Strafanzeige gegen Unbekannt nach Übermalung von Wandbildern

Das alte Kantonsspital Zug

Der Streit um die Übermalung der Wandbilder in der früheren Kapelle des alten Zuger Kantonsspitals geht in die nächste Runde. Der Zuger Heimatschutz hat bei der Zuger Staatsanwaltschaft wegen Sachbeschädigung eine Anzeige gegen Unbekannt eingereicht.

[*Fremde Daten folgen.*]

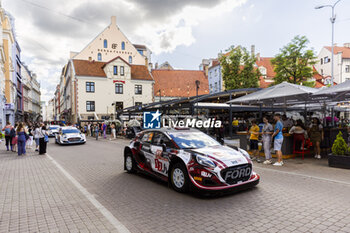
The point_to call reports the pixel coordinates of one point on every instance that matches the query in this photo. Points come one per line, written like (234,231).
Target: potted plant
(340,156)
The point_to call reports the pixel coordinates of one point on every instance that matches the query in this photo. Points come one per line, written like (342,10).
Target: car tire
(129,163)
(179,178)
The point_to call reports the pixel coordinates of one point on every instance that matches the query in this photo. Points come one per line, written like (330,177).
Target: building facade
(341,63)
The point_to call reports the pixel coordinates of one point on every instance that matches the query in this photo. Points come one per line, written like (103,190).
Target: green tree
(238,70)
(294,62)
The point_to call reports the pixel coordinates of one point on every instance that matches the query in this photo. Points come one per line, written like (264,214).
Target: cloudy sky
(182,32)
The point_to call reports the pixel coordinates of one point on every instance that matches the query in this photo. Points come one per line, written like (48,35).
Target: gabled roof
(179,83)
(95,69)
(344,50)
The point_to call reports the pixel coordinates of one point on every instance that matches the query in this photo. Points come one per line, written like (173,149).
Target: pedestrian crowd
(272,136)
(26,136)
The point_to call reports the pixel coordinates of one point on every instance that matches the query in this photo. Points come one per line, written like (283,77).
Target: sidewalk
(36,197)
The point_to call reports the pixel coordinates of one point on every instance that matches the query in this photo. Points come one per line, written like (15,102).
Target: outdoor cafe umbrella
(283,93)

Laut einer Mitteilung des Zuger Heimatschutzes wurde die Anzeige schon Anfang Juni eingereicht. Grund sei die "Zerstörung der Wandmalereien von Fritz Pauli in der Kapelle des alten Kantonsspitals im Frühjahr", schreibt Meinrad Huser, Präsident des Zuger Heimatschutzes.

Nachdem aufgrund eines Vorstosses im Kantonsparlament Zug klar geworden sei, dass die Verantwortung bei der Zuger Kantonsverwaltung liege, habe man nun auch noch Aufsichtsanzeige beim Regierungsrat erhoben. Damit wolle man aufklären, wie es zu dieser "Kulturgutzerstörung" gekommen sei, so Huser gegenüber Radio Pilatus.

Besonders stossend findet Huser, dass die Wandbilder von Fritz Pauli übermalt wurden, obwohl sie hätten abgelöst und anderswo wieder präsentiert werden können. "Das Übermalen der Bilder ist für den Zuger Heimatschutz eine Frage des Umgangs der öffentlichen Hand mit Kunstwerken, die sie bestellt oder gekauft hat. Wer ist für deren Pflege und Sicherung dieser Kulturgüter zuständig? Fritz Pauli hatte die Bilder im Auftrag des Kantons gemalt. Jetzt wurden sie zerstört."

Die Kapelle des alten Zuger Kantonsspitals dient heute als Ruheraum. Im alten Kantonsspital sind derzeit rund 100 Asylbewerber untergebracht.